Your summary is correct. I have confirmed that the production configuration is the same.

Thanks for your help. I will look into professional support.

(David) #10

The plot thickens … we ran tcpdump for udp traffic on port 12201 and saw that it was trying to send the log messages to the incorrect IP address.

Doing nslookup on the graylog inputs domain resolves to the correct IP address. Similarly, doing a manual test using echo and nc on the production server, shows the UDP traffic being sent to the correct IP address.

It seems that for some reason when the log messages are sent via the Gelf appender running in the application, then it is resolving to the wrong IP address.

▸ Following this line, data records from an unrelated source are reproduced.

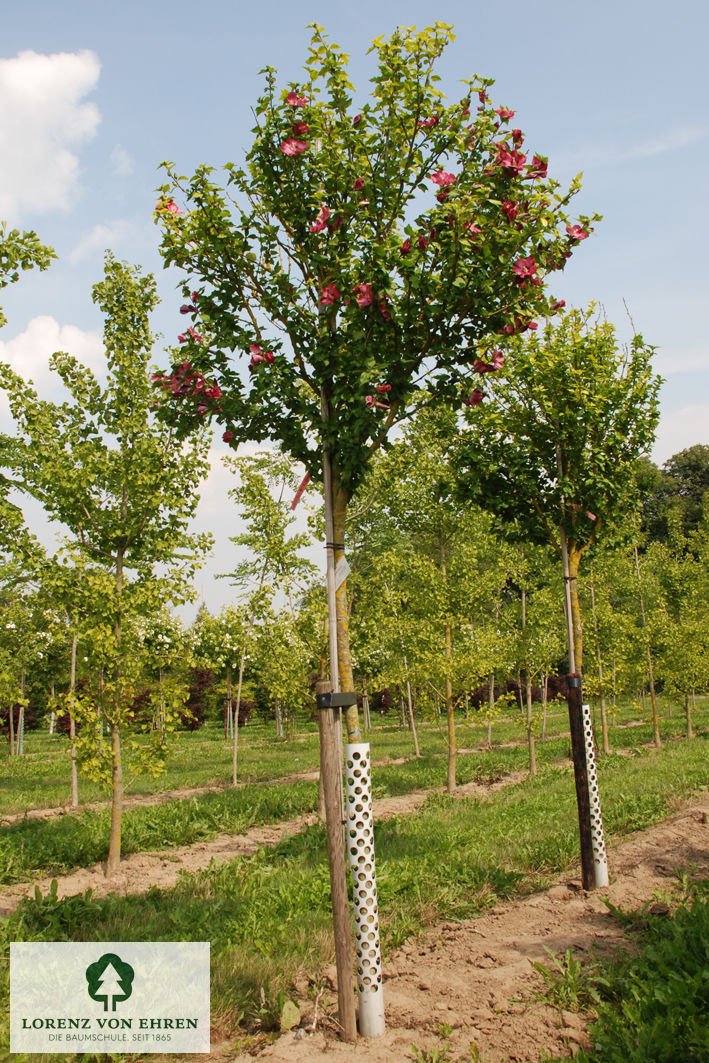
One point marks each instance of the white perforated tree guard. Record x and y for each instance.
(597, 841)
(359, 829)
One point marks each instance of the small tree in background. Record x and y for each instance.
(555, 448)
(104, 467)
(361, 250)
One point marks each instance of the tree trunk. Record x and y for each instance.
(113, 862)
(20, 719)
(72, 723)
(116, 762)
(598, 657)
(651, 670)
(574, 559)
(450, 708)
(411, 720)
(343, 656)
(529, 725)
(239, 685)
(688, 715)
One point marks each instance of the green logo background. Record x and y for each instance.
(110, 979)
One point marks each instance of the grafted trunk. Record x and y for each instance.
(343, 656)
(574, 559)
(598, 657)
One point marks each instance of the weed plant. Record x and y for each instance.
(268, 914)
(654, 1004)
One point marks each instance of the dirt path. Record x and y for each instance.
(141, 871)
(474, 979)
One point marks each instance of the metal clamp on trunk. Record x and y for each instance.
(336, 701)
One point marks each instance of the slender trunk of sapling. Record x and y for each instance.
(113, 862)
(72, 722)
(651, 669)
(411, 720)
(450, 708)
(688, 715)
(598, 657)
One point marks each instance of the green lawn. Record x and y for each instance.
(268, 917)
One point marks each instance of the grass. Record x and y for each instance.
(32, 847)
(651, 1005)
(268, 914)
(40, 777)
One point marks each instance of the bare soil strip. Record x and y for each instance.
(476, 977)
(141, 871)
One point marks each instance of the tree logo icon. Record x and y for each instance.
(110, 979)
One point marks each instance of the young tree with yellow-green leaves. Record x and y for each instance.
(116, 477)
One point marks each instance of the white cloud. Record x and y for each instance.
(111, 234)
(614, 154)
(121, 162)
(689, 359)
(681, 428)
(41, 122)
(29, 353)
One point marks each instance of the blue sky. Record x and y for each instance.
(619, 90)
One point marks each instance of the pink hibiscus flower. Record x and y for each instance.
(510, 162)
(441, 178)
(330, 294)
(510, 208)
(293, 147)
(537, 168)
(524, 267)
(321, 220)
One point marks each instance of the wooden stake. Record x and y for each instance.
(580, 776)
(331, 773)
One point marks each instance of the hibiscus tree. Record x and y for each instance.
(368, 250)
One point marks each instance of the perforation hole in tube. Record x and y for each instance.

Any idea why this is happening?

(Jochen) #11

Maybe the JVM is using a different resolver than what’s being configured in /etc/resolv.conf (or wherever this information is stored on your machine).

(David) #12

Turns out the operations team migrated the Graylog server to a new cluster, so the JVM has the old DNS entry cached. :frowning:

(Jochen) #13

By default, when a security manager is installed, in order to protect against DNS spoofing attacks, the result of positive host name resolutions are cached forever. When a security manager is not installed, the default behavior is to cache entries for a finite (implementation dependent) period of time. The result of unsuccessful host name resolution is cached for a very short period of time (10 seconds) to improve performance.

See, the paragraph named “InetAddress Caching”.

(system) #14

This topic was automatically closed 14 days after the last reply. New replies are no longer allowed.